I- Il grande attore tragico Polos, perso che ebbe l’unico amatissimo figlio, tornando a teatro per recitare la parte di Elettra nella tragedia omonima, “tolse le ceneri e l’urna dal sepolcro del figlio e, tenendole strette, come se fossero quelle di Oreste, riempì la scena non con una simulata imitazione, ma con dei veri lamenti, sgorganti dal cuore”. Lo racconta Aulo Gellio.
Non credo si tratti d’una premonizione del futuro “metodo Stanislavskij”, una “psicotecnica” che prescrive all’attore un totale coinvolgimento emotivo nel ruolo che sta recitando, e immedesimazione, e simbiosi, col proprio personaggio. Al riparo dell’abito femminile, Polos poteva invece finalmente piangere il suo ragazzo morto come avrebbe fatto, senza virile ritegno, una madre, più che un padre. E certo commosse il pubblico come mai nessuno prima di allora.

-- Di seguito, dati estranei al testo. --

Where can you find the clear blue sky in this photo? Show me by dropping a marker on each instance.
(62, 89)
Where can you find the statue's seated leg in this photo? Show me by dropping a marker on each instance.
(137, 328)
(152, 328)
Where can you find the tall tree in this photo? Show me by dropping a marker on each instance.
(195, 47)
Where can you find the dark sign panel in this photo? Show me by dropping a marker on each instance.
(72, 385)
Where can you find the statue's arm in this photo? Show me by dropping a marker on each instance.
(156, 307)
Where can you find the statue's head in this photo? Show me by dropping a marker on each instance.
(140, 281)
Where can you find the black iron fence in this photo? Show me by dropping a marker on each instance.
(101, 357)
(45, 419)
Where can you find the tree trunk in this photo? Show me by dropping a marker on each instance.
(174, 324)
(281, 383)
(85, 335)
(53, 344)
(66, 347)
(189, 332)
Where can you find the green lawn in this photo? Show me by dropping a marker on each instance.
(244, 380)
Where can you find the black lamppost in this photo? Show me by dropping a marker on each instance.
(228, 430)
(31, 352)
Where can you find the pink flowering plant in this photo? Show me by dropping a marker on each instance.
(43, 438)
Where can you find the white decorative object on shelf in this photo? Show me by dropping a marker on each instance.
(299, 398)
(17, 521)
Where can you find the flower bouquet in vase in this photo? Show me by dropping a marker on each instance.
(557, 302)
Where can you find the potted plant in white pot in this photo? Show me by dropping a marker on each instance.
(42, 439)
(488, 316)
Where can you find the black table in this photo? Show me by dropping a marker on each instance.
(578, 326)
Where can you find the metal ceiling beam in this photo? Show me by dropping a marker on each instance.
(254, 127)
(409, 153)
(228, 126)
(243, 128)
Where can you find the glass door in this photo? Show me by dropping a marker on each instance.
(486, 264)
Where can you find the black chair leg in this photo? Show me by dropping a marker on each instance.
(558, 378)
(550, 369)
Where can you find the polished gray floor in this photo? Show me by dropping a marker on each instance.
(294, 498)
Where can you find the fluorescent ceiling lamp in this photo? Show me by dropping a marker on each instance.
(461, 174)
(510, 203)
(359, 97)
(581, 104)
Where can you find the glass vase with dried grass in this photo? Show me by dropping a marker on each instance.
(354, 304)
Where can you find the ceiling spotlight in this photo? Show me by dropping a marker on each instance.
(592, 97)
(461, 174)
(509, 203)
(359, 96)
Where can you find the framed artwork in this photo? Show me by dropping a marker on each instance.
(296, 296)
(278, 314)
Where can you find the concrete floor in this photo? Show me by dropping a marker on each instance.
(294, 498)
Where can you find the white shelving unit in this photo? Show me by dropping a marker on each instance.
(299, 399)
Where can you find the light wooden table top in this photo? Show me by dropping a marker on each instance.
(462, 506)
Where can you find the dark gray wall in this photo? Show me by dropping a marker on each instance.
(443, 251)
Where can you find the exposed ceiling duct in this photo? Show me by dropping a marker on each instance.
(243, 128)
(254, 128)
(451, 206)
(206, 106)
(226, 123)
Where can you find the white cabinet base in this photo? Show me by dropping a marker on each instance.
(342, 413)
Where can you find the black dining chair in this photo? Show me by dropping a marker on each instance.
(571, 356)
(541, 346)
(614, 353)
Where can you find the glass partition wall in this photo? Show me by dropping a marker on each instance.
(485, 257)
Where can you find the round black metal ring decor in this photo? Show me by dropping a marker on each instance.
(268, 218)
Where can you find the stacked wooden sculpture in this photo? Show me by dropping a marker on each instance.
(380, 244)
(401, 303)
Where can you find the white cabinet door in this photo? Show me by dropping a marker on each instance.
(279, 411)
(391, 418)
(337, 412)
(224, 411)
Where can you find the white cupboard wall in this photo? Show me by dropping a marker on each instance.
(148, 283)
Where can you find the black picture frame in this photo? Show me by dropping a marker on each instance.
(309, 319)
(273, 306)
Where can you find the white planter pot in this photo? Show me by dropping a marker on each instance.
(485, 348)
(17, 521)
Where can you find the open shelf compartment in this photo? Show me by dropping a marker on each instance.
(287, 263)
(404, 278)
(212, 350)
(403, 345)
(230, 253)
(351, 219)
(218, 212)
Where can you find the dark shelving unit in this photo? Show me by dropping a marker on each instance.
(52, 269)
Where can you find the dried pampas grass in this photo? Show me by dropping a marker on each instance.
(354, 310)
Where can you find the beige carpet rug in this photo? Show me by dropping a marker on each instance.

Emulo di Polos, ma ancor più tragico nel destino, fu il celebre attore inglese Palmer. Costui, “avendo perduto la moglie e il figlio, che adorava, ne concepì un dolore profondo e inconsolabile. Nel 1798, recitando il ruolo dello Straniero in una piéce di Kotzebue (Menschenass und Reue), la fisionomia e i sentimenti del suo personaggio influenzarono a tal punto la sua disposizione d’animo, che, entrando in scena nell’atto terzo, e dovendo rispondere a una domanda che riguardava la salute dei suoi figli, crollò in terra, emise un gran sospiro, e rese l’anima, malgrado l’avessero soccorso tempestivamente. Considerando il gran numero di dettagli e testimonianze”, – conclude, commosso, il Fournel – “non è possibile dubitare di questo fatto veramente straordinario”.
II- L’attore irlandese Henry Mossop (1723-1766) aveva un metodo particolare, e infallibile, per immedesimarsi e incarnare nel modo più realistico, sul palcoscenico, i grandi personaggi del proprio repertorio. Uniformava il menu dei suoi pasti al ruolo che doveva interpretare.
Se, qualche ora dopo, doveva calarsi nei panni d’un ardente innamorato, sullo stile di Romeo, mangiava a cena immancabilmente una testina di vitello; un numero imprecisato di uova fresche lo disponeva ai monologhi più teneri e sentimentali; non sarebbe mai stato un credibile Otello, o un’altra possente figura di “geloso”, se non avesse avuto cura di pasteggiare con cipolle crude; infine, una porzione abbondante di sanguinaccio – ovviamente, si direbbe – in lui “metteva in movimento l’energia d’un tiranno sanguinario”.
C’è da chiedersi se il “Metodo” di Mossop sia mai caduto, completamente, in disuso: certi atletici attori d’oggi, che si credono Grandi della Scena, pare abbiano tratto maggior profitto dalla loro dieta, piuttosto che dalle scuole di recitazione.